Selon une étude, traiter l’herpès semblerait inutile…
Contrairement à ce que croyaient les spécialistes, traiter les patients atteints d’herpès ne diminue pas leur risque de contamination par le VIH, selon une étude publiée vendredi dans le journal britannique “The Lancet”, de Londres.
Ces travaux pourraient bien entraîner une refonte des stratégies de prévention du sida en Afrique, où la prise en charge des infections sexuellement transmissibles (IST), notamment de l’herpès, en fait généralement partie.“C’est une découverte importante et décevante”, a commenté Francis Ndowa, qui coordonne une équipe chargée du contrôle des IST au sein de l’Organisation Mondiale de la Santé (OMS), et extérieur à la recherche.
Les chercheurs ont suivi plus de 3.000 hommes et femmes infectés par le virus de l’herpès en Afrique, au Pérou et aux Etats-Unis. Près de la moitié étaient traités par de l’aciclovir, un anti viral qui stoppe l’évolution des lésions ulcéreuses herpétiques.
Après 18 mois de suivi, 75 des 1.581 personnes ayant reçu de l’aciclovir ont été contaminées par le VIH. Elles étaient 64 parmi les 1.591 ayant reçu le placebo.
Pour mener leur essai, les chercheurs ont choisi des participants souffrant d’herpès et qui par ailleurs présentaient des risques d’être contaminés par le virus du sida. Lors de chaque visite mensuelle, ils étaient interrogés sur d’éventuels comportements sexuels à risques avec leurs partenaires récents.
L’étude a été financée par le National Institute of Allergy and Infectious Diseases américain, d’autres instituts publics américains, et par GlaxoSmithKline, laboratoire pharmaceutique fabriquant l’aciclovir et le zovirax.L’an dernier déjà, une étude plus réduite menée en Tanzanie suggérait l’absence d’impact du traitement de l’herpès sur l’éventuelle contamination par le VIH.
Mais selon les experts, cela n e veut pas forcément dire que la théorie selon laquelle traiter l’herpès permettrait d’éviter la contamination par le VIH.
“Il est probable que nous ayons besoin de plus d’interventions puissantes que nous n’en avons actuellement” pour en tirer un telle conclusion, a déclaré à l’Associated Press Connie Celum, professeur de santé et de médecine globale de l’Université de Washington, qui a dirigé cette étude.Les experts soulignent le lien complexe qui unit les deux virus, et qui n’est pas encore totament élucidé.
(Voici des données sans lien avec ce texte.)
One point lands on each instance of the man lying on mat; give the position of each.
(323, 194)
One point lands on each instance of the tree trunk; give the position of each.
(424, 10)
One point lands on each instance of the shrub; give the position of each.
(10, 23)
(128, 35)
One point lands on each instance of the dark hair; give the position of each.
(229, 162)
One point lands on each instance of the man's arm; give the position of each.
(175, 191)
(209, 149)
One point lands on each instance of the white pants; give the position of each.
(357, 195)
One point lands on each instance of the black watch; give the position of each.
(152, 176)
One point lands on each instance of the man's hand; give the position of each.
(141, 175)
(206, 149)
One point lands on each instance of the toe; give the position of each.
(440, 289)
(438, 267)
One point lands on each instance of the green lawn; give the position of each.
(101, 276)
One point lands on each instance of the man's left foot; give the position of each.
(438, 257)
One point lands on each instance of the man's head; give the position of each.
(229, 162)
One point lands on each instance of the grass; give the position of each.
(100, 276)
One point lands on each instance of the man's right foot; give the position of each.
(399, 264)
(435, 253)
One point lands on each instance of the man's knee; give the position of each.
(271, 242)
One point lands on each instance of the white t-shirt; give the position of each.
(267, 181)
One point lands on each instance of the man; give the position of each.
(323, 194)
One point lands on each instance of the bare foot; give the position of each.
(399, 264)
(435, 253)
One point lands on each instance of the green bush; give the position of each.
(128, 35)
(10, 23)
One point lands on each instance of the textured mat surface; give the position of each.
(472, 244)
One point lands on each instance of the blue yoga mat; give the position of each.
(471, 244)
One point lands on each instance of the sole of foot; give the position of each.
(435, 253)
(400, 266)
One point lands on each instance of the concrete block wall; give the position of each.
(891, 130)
Quand les ulcères herpétiques apparaissent, les globules blancs s’installent au niveau de la peau pour combattre le virus. Malheureusement, ces mêmes globules blancs possèdent également des récepteurs au VIH.
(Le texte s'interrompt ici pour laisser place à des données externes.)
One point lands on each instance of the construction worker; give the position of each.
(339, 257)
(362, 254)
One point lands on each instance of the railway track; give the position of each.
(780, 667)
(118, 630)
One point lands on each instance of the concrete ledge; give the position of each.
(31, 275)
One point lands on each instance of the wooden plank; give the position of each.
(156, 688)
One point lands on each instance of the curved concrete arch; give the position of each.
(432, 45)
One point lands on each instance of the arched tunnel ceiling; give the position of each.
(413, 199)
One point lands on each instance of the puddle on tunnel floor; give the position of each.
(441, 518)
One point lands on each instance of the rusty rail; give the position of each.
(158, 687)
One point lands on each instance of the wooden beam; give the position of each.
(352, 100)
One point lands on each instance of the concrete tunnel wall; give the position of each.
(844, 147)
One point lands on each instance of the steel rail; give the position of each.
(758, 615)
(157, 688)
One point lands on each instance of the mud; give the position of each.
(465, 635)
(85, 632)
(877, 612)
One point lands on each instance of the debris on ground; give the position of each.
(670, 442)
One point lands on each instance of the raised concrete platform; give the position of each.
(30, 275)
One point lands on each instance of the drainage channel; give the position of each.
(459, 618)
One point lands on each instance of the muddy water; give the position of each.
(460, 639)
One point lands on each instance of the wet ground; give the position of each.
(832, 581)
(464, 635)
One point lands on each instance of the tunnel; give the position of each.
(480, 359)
Pour Ndowa, même sans présence de ces ulcères révélateurs, il serait possible que l’herpès traîne alors que les patients prennent de l’aciclovir, permettant au VIH de prendre pied.
Dans un commentaire d’accompagnement dans le Lancet, Ronald Gray et Maria Wawer, de l’Université Johns Hopkins, se demandent de leur côté dans quelle mesure le contrôle des IST peut servir à lutter contre le VIH. “Il est temps de réexaminer l’hypothèse et d’ajuster les consignes de prévention en fonction”, écrivent-ils.
Mais pour Ndowa et Celum, la stratégie qui consiste à traiter l’herpès pour prévenir le sida pourrait marcher, mais avec un antiviral plus puissant ou prescrit à plus forte dose. “Nous ne comprenons pas précisément pourquoi ça n’a pas marché, mais cette approche garde son potentiel”, estime Ndowa. “Peut-être espérait-on trop pour combattre le sida avec deux comprimés par jour”.